Biographies: Simon de Givry obtained his PhD in 1998 (Toulouse, France) on simplification and lower bounding techniques for constraint optimization. From 1998 to 2002, he worked in a private research company on hybrid search methods in constraint programming for solving real-time combinatorial applications. He joined Thomas Schiex's bioinformatics team (INRA, Toulouse) in 2002. His main topic of research interest is the application of soft constraint techniques to new domains, and in particular in bioinformatics. His recent publications concern new lower bounds for constraint optimization and their combination with an exploitation of the problem graph structure. This work has been applied with success on a large-scale problem in genetics (pedigree analysis), currently in use at INRA. In collaboration with researchers in Toulouse, Barcelona, Munich, and Hong Kong, he co-managed a collaborative and open-source constraint optimization platform toolbar/toulbar2, the winner of several solver competitions (UAI-10, UAI-08, MAXCSP-08, MAXCSP-06, MAXSAT-06). He has co-organized several international workshops on soft constraints.

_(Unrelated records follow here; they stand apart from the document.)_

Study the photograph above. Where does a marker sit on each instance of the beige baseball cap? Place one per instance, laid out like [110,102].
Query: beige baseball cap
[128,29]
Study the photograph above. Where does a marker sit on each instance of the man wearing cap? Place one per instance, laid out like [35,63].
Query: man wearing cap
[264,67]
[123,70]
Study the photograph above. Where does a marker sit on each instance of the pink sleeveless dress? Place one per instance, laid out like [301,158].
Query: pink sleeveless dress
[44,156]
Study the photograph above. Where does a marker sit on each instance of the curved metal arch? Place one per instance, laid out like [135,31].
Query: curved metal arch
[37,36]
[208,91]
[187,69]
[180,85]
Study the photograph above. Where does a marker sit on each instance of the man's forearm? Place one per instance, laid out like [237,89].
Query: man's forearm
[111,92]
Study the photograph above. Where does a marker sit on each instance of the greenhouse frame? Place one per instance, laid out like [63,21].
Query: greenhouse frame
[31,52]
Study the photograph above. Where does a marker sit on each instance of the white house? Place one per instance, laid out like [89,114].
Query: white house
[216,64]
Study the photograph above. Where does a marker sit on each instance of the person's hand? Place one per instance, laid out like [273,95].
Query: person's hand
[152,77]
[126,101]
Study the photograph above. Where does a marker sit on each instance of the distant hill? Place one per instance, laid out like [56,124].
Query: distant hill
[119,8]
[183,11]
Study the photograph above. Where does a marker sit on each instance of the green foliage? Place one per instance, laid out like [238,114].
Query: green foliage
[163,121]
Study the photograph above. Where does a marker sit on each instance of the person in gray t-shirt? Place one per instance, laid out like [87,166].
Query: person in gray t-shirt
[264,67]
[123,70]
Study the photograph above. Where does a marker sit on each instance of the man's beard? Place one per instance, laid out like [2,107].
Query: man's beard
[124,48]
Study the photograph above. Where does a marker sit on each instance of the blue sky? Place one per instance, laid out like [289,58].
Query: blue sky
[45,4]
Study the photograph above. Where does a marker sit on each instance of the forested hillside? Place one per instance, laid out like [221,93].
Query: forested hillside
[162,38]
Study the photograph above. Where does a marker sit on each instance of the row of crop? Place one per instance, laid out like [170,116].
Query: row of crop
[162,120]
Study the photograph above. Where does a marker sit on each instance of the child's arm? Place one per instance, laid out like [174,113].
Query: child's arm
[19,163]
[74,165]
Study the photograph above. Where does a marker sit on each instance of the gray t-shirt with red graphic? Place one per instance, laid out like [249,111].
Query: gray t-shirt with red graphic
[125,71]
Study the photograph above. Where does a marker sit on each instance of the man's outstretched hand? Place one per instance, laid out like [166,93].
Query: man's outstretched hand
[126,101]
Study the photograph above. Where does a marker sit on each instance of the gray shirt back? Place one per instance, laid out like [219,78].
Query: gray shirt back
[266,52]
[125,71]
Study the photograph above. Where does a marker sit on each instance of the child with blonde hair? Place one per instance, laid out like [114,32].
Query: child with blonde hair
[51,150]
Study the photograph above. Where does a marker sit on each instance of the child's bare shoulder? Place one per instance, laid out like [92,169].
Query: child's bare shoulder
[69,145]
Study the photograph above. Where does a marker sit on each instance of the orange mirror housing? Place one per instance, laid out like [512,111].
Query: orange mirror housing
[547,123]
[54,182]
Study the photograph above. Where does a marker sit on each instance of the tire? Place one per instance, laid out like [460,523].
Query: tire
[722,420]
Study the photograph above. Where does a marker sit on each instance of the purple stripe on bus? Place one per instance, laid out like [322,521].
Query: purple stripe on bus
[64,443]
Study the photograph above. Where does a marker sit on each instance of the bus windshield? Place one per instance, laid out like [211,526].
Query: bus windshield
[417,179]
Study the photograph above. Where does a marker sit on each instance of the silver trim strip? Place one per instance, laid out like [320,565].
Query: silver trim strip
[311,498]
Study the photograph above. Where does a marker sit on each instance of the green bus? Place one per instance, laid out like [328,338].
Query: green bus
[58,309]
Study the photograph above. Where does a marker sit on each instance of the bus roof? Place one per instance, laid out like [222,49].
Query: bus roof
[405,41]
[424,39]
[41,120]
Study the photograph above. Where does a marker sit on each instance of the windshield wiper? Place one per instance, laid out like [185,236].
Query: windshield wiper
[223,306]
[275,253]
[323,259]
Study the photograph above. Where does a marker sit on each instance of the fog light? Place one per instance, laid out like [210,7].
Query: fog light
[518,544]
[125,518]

Martin Cooper obtained his PhD in Computer Science in 1987 from Sheffield University and has held research and teaching posts in universities in England, Australia and France. Since 1993 he has been a Computer Science professor at the University of Toulouse 3. Although his main research area is constraints and, in particular, soft constraints, he has also written two books on computer vision as well as articles in computational linguistics and planning. He has worked with Thomas Schiex and Simon de Givry on various generalisations of local consistency to optimisation problems. A longstanding collaboration with Peter Jeavons and David Cohen has led to several contributions to the theory of tractable classes of constraint problems.

Peter Jeavons obtained his PhD in Compuer Science in 1990 from the University of London after a brief spell in industrial software development. He worked at Royal Holloway, University of London, with David Cohen, for over 10 years and is now Professor of Computer Science at the University of Oxford. His research interests are in the complexity of constraint satisfaction, and in bioinformatics.

Abstract: Although the term 'backdoor' is a recent addition to the lexicon of constraint programming and satisfiability, the importance of structure in combinatorial problem solving has been recognised and exploited for decades. The exploitation of structure in SAT, coupled with frequent solver competitions, has significantly advanced the reach of systematic SAT solvers. In this tutorial I will present an overview of backdoors in satisfaction problems. I will discuss backdoors as both descriptive as well as predictive phenomena, and show examples of how they can be exploited in practice. Finally I will make connections between the notion of backdoors in satisfaction problems and the field of fixed parameter tractability.

Bio: Barry O'Sullivan is a senior lecturer in constraints at the Department of Computer Science at University College Cork in Ireland. He is the associate director of the Cork Constraint Computation Centre, Science Foundation Ireland principal investigator, president of the Association for Constraint Programming, chairman of the Artificial Intelligence Association of Ireland, coordinator of the European Research Consortium for Informatics and Mathematics (ERCIM) Working Group on Constraints, and a member of the Executive Council of the Management Science Society of Ireland. His research interests include real-world applications of artificial intelligence, constraint programming and optimization technologies. In July he gave an invited talk at AAAI 2010 entitled "Constraint Programming and Artificial Intelligence: Challenges, Applications and Opportunities".